I’ve seen many a maze since I started work in a public library. From mazes with sharp corners to those with round ones, from mazes with tall walls to those with small ones, from mazes with red carpet floors to those with rock-studded dirt trails, and many, many more. When a person first starts speaking to me, I hold my breath and wait for the maze to reveal itself to me. Their mouths move and I see their words take up shelter behind the maze as the details sharpen. Sometimes I have nary a problem navigating through. Other times, I need them to inject some HGH into the words by repeating them and thus making them loom larger behind the exit. Then there are those times that I get hopelessly lost in the dark corners of the maze. While this happens most often on the phone, there I times I need to call the co-worker Calvary to give me a ride through the maze. Accented and soft-spoken words have the most nefarious mazes.

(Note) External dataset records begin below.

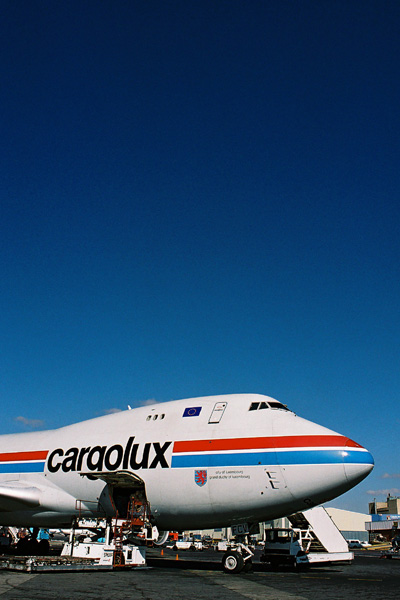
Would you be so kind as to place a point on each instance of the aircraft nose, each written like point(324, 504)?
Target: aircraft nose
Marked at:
point(357, 461)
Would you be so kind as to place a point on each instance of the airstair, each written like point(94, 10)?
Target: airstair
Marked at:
point(313, 538)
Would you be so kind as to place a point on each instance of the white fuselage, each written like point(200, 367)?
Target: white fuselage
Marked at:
point(205, 462)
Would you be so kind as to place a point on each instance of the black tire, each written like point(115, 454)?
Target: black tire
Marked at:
point(232, 562)
point(248, 566)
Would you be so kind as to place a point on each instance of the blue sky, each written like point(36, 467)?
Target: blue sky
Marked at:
point(202, 197)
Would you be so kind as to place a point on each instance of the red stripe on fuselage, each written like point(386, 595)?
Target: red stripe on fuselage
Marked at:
point(284, 441)
point(22, 456)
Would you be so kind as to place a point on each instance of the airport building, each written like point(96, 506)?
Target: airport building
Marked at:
point(385, 518)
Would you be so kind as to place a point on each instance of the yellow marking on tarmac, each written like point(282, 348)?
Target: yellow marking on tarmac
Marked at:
point(363, 579)
point(9, 581)
point(313, 577)
point(249, 589)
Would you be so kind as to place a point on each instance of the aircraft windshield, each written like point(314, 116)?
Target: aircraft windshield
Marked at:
point(270, 404)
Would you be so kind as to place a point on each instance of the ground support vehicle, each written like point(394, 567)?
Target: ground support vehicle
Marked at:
point(312, 539)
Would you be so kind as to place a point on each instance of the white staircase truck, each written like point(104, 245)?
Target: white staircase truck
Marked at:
point(313, 538)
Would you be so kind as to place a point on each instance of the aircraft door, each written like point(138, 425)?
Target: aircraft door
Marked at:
point(217, 412)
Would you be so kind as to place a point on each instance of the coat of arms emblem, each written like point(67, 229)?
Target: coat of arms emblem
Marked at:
point(200, 477)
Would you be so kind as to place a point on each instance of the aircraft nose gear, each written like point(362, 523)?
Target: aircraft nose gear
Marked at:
point(237, 559)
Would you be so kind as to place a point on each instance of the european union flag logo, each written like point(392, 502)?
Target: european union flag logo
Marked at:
point(194, 411)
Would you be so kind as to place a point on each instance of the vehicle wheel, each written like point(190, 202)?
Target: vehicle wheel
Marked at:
point(232, 562)
point(248, 566)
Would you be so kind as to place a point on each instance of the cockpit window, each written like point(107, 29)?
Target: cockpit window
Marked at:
point(278, 405)
point(271, 404)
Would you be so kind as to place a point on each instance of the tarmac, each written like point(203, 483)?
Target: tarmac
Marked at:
point(198, 576)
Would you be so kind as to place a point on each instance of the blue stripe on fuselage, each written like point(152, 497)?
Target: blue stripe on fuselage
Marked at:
point(292, 457)
point(22, 467)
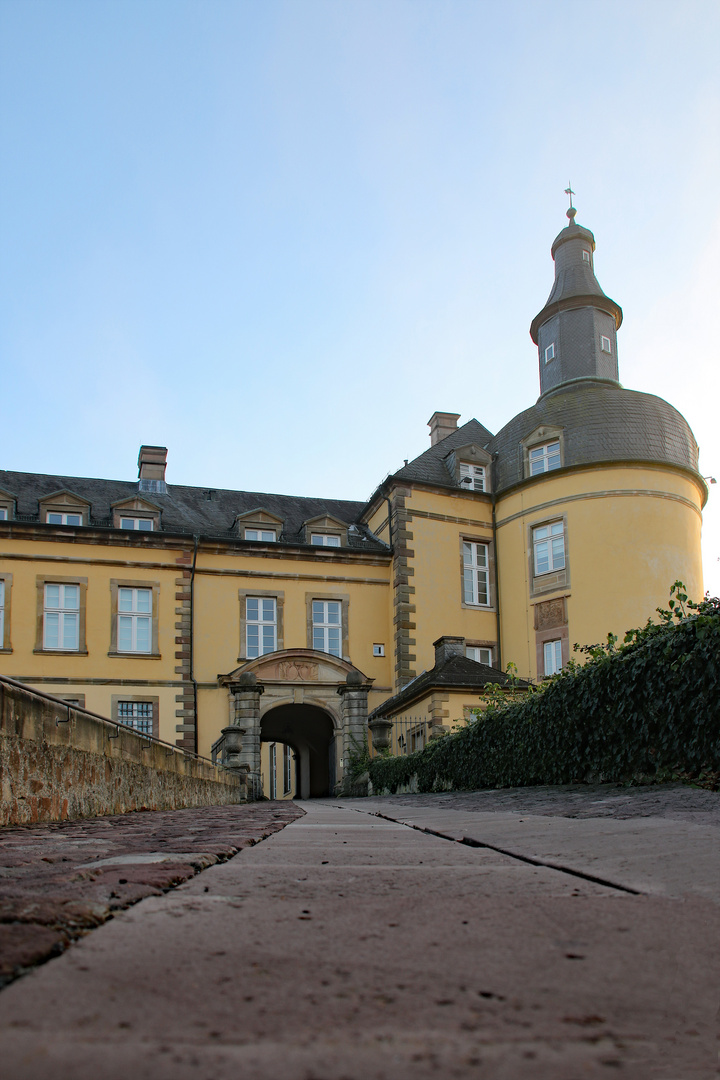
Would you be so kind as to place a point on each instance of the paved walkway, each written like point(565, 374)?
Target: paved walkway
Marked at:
point(352, 947)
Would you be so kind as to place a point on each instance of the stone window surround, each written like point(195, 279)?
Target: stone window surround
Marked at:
point(279, 596)
point(343, 599)
point(59, 579)
point(136, 697)
point(540, 437)
point(64, 502)
point(553, 634)
point(117, 583)
point(554, 580)
point(5, 644)
point(473, 538)
point(476, 643)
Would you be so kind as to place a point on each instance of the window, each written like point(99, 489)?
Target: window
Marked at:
point(268, 536)
point(62, 617)
point(548, 548)
point(327, 626)
point(544, 458)
point(56, 518)
point(141, 524)
point(287, 769)
point(553, 657)
point(260, 625)
point(136, 714)
point(481, 656)
point(134, 620)
point(475, 574)
point(472, 476)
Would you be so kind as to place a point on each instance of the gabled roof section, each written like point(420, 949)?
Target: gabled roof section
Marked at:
point(456, 673)
point(431, 467)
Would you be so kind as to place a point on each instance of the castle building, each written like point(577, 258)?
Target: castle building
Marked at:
point(214, 617)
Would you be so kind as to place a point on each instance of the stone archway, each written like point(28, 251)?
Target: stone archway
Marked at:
point(297, 680)
point(311, 733)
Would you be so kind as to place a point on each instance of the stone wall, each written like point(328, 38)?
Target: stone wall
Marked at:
point(57, 761)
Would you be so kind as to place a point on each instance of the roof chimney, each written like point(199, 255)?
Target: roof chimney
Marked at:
point(442, 424)
point(448, 646)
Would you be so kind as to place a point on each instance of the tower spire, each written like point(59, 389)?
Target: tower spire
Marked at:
point(575, 333)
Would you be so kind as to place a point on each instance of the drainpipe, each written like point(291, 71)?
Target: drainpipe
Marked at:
point(192, 623)
point(494, 545)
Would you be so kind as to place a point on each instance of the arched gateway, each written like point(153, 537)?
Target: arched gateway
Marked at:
point(314, 702)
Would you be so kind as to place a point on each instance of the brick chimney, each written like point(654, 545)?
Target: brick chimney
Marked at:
point(151, 462)
point(442, 424)
point(448, 646)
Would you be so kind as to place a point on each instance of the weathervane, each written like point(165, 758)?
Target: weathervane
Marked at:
point(571, 211)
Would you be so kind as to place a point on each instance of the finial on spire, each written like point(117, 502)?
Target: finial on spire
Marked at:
point(571, 211)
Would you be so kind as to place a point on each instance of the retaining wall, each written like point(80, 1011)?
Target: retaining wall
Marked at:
point(57, 761)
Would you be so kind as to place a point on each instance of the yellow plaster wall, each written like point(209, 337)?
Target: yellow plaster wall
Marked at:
point(632, 531)
point(437, 563)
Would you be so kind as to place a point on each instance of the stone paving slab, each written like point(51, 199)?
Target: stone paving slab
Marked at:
point(62, 879)
point(662, 840)
point(349, 947)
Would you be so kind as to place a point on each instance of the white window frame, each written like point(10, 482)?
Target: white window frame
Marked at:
point(136, 715)
point(548, 548)
point(135, 618)
point(547, 456)
point(324, 540)
point(65, 615)
point(472, 476)
point(260, 625)
point(326, 629)
point(479, 653)
point(261, 536)
point(63, 517)
point(553, 657)
point(139, 524)
point(476, 572)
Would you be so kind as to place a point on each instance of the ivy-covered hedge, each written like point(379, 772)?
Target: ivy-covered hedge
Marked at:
point(649, 709)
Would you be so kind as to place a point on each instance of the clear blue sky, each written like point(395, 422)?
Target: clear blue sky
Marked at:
point(275, 237)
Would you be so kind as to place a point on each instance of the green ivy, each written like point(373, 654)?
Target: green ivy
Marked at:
point(648, 709)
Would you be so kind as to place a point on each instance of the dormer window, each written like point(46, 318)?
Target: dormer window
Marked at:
point(140, 524)
point(472, 476)
point(544, 458)
point(266, 536)
point(324, 540)
point(54, 518)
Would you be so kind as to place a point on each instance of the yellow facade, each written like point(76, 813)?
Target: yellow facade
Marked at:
point(570, 524)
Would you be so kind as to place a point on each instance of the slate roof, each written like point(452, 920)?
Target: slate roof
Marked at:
point(456, 673)
point(600, 422)
point(186, 510)
point(431, 467)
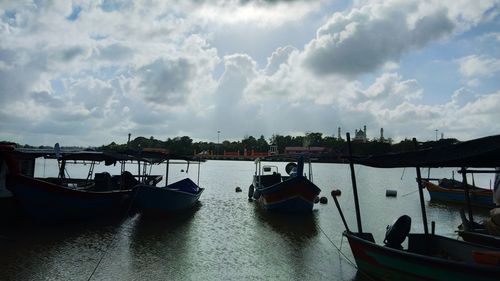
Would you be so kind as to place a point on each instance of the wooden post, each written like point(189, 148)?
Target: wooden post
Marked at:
point(467, 195)
point(354, 186)
point(421, 193)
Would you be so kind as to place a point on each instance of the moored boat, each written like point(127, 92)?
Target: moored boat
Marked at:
point(428, 256)
point(292, 193)
point(171, 198)
point(61, 198)
point(450, 190)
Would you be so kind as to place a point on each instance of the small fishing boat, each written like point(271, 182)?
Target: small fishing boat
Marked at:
point(292, 193)
point(171, 198)
point(487, 233)
point(428, 256)
point(451, 190)
point(61, 198)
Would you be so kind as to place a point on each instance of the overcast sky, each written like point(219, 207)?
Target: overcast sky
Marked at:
point(90, 72)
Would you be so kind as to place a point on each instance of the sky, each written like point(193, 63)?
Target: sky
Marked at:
point(91, 72)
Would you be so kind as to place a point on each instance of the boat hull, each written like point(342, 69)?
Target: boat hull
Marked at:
point(391, 264)
point(151, 200)
point(295, 194)
point(478, 198)
point(50, 202)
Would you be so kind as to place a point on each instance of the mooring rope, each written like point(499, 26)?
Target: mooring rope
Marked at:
point(112, 240)
point(338, 249)
point(344, 256)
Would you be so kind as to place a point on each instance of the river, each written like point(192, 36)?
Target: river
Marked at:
point(226, 237)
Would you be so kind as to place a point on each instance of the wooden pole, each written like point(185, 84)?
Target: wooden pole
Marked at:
point(467, 195)
point(354, 186)
point(421, 193)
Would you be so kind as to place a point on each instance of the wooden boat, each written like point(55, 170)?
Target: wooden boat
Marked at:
point(171, 198)
point(61, 198)
point(428, 256)
point(480, 233)
point(453, 191)
point(292, 193)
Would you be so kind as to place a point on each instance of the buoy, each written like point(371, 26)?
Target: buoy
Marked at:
point(250, 191)
point(336, 192)
point(391, 193)
point(256, 194)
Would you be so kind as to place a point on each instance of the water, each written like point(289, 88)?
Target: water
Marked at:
point(225, 237)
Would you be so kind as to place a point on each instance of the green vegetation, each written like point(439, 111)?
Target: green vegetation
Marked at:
point(185, 145)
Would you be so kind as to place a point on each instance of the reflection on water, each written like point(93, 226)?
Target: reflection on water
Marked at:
point(225, 237)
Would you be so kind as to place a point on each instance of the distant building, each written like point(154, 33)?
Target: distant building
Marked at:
point(360, 135)
point(308, 150)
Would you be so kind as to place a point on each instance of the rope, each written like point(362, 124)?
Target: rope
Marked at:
point(344, 256)
point(338, 249)
point(112, 240)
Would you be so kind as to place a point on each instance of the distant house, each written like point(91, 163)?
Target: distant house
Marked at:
point(308, 150)
point(360, 135)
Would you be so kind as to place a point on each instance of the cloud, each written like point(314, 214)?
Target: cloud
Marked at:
point(362, 40)
point(478, 65)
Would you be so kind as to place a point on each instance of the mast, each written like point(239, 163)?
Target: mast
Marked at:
point(354, 186)
point(421, 193)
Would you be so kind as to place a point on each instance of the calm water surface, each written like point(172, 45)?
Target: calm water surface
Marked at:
point(225, 237)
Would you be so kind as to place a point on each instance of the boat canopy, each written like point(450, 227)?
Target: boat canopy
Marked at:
point(478, 153)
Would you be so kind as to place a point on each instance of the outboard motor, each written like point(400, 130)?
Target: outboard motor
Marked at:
point(250, 191)
point(290, 167)
point(397, 232)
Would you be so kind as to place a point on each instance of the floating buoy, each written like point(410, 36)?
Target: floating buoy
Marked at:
point(250, 191)
point(391, 193)
point(336, 192)
point(256, 194)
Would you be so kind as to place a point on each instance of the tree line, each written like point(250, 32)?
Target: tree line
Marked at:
point(186, 146)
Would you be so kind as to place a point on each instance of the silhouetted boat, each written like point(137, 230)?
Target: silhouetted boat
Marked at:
point(63, 198)
point(293, 193)
point(450, 190)
point(171, 198)
point(428, 256)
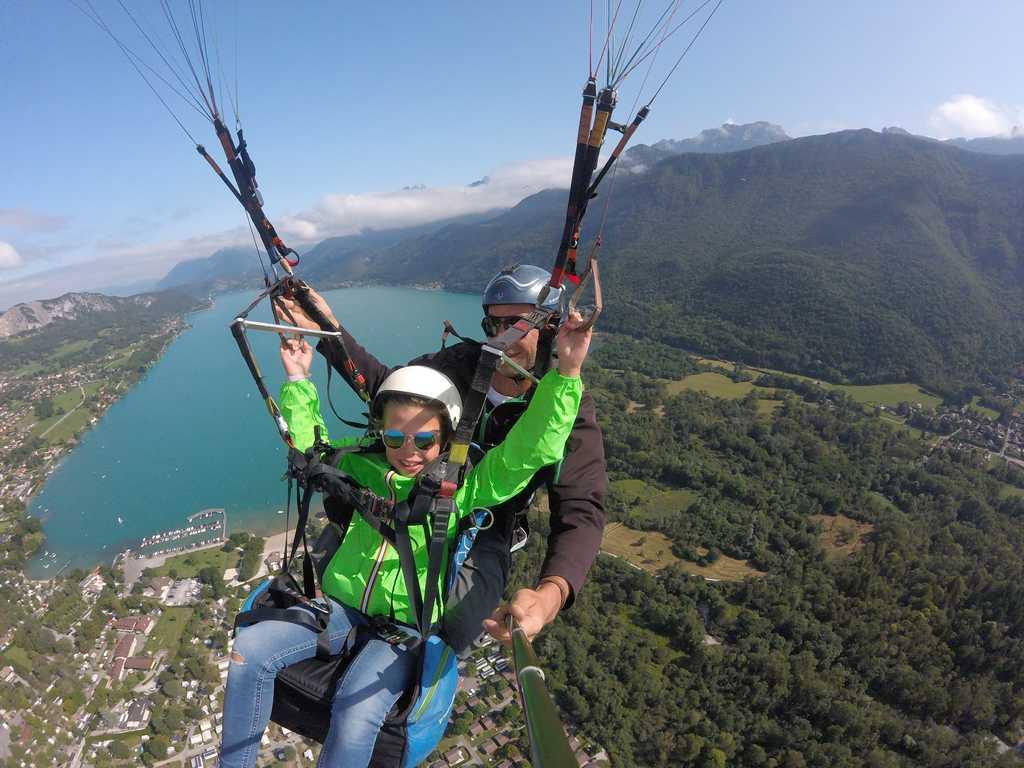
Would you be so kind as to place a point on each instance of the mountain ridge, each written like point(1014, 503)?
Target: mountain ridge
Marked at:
point(32, 315)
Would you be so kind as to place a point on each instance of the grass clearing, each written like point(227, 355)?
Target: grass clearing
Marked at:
point(983, 411)
point(1010, 492)
point(644, 549)
point(842, 536)
point(188, 565)
point(712, 363)
point(713, 384)
point(768, 408)
point(888, 394)
point(167, 634)
point(71, 426)
point(897, 423)
point(651, 551)
point(648, 503)
point(725, 568)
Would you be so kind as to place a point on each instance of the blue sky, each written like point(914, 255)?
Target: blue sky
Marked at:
point(344, 104)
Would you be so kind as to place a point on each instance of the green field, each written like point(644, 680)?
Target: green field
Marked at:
point(76, 422)
point(189, 564)
point(898, 423)
point(647, 502)
point(167, 634)
point(713, 384)
point(984, 411)
point(888, 394)
point(1009, 491)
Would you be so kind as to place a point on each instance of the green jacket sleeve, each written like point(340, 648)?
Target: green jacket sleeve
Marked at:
point(300, 406)
point(536, 440)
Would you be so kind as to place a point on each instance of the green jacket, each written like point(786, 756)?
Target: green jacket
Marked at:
point(365, 572)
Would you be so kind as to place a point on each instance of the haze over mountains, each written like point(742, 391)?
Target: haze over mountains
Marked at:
point(856, 255)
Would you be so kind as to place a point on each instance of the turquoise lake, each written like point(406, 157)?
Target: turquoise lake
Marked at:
point(194, 433)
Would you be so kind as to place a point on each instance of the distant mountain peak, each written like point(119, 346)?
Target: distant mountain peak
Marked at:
point(727, 137)
point(31, 315)
point(1012, 143)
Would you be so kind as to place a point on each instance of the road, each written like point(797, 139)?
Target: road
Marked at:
point(54, 424)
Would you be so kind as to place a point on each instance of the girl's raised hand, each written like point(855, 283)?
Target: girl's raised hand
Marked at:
point(572, 344)
point(297, 357)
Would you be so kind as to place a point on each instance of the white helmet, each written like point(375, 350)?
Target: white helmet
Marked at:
point(421, 381)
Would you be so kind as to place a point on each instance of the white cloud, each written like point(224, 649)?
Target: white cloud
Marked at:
point(970, 117)
point(31, 221)
point(120, 261)
point(348, 214)
point(9, 257)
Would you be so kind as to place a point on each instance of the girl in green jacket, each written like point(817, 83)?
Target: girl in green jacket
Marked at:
point(419, 410)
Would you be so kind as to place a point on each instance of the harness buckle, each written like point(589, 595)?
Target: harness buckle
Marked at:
point(320, 605)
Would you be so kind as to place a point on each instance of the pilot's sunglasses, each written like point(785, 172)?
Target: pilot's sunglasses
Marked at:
point(495, 326)
point(395, 438)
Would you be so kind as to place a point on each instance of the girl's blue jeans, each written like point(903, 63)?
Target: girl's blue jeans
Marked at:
point(366, 692)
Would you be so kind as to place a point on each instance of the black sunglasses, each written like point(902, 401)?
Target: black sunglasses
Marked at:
point(495, 326)
point(395, 438)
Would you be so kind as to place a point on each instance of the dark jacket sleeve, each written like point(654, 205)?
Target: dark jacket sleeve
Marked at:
point(374, 371)
point(577, 500)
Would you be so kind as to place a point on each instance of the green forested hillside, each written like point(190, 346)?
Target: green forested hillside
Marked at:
point(854, 256)
point(906, 652)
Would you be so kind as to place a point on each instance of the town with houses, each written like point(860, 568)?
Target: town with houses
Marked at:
point(153, 683)
point(126, 665)
point(45, 406)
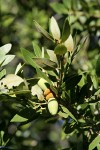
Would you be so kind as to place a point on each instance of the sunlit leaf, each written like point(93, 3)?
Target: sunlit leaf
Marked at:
point(58, 7)
point(52, 55)
point(28, 58)
point(98, 66)
point(94, 143)
point(66, 31)
point(41, 30)
point(60, 49)
point(37, 49)
point(69, 43)
point(45, 63)
point(43, 75)
point(11, 80)
point(5, 48)
point(8, 58)
point(36, 90)
point(18, 118)
point(72, 81)
point(2, 73)
point(65, 110)
point(54, 28)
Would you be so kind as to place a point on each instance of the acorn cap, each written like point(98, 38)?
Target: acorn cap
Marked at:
point(53, 106)
point(46, 92)
point(49, 96)
point(42, 84)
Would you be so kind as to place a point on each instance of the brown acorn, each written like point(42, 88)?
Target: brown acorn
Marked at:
point(50, 95)
point(46, 92)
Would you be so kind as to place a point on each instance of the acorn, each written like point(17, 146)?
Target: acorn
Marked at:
point(42, 84)
point(47, 91)
point(50, 95)
point(53, 106)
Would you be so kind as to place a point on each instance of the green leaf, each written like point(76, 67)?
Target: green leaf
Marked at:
point(41, 30)
point(43, 75)
point(60, 49)
point(94, 143)
point(66, 30)
point(45, 63)
point(98, 66)
point(18, 118)
point(61, 114)
point(65, 110)
point(8, 58)
point(28, 58)
point(2, 73)
point(67, 3)
point(5, 49)
point(59, 8)
point(37, 50)
point(72, 81)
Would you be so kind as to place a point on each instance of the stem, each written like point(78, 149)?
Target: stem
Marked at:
point(61, 74)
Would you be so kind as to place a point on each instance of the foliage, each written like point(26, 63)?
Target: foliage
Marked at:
point(57, 105)
point(57, 96)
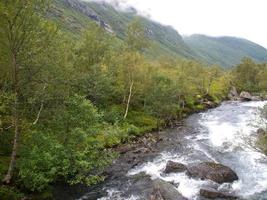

The words of people with accents, foreign or domestic, sit hunched over behind the end of their mazes twirling their little handlebar mustaches like a good little villain. The walls of such mazes are dotted with strobe lights and capped with walls that curve up over me. Some passageways move, too. The unfamiliar pronunciation distracts me from finding my way. Even when I do stumble across the finish line, the script those words appear in is strange thus rendering familiar words indecipherable. But at least I have my senses to help me. With those followers of The Hushed Tone, I’m afforded no such opportunity.
The words of such acolytes throw a hyperbaric chamber maze in front of me. The maze is the color of the back side of my eyelids. There is no breeze with which I can cheat. Nor is there any scent I can follow like an ersatz bloodhound. These mazes I cannot hope to navigate without the help of the words at their end. I need some of that old HGH from the words’ owners or a flashlight from a friend. The frustration I feel stuck inside these mazes is like no other. Close, though, is when that trickster, Father Time, enters the fray.
I’ve been navigating these mazes since I failed my first hearing test at the tender age of five. Though they are far from easy to travel, I’ve at least become accustomed to looking for the clues the words reveal with the walls. So when these walls started to change, I was flummoxed. Mazes that were familiar suddenly weren’t. A coworker’s tricky labyrinth was suddenly harder than an accented lad’s one. Casting about for clues, my eyes lighted upon the laughing face of Father Time.
My deafness has been steady for years. But I know that Father Time will continue to carry off pieces of my hearing. It seems he may have started this thieving. I’m being forced to relearn mazes I could once run through speedily. I’m finding the words of more strangers hopping in line behind the followers of The Hushed Tone. Father Time may be taking my hearing but there’s one thing he’ll never be able to take; my hope.
I still hold out hope that I’ll be able to reacclimate to these new mazes of my those I know. I’ve done it for decades, so there’s no reason to think I can’t continue to do so. As for those people whose words are soft or accented, well, I have a secret weapon: bionic ears. While my current set will not be good forever, I can always replace them. Whether the trouble is my current set has just worn out or I need a more powerful set, when I get to that point, I will convince new followers of The Hushed Tone to renounce their new beliefs and force them into the ranks of plain old strangers. The mazes of whom I’ll be able to learn.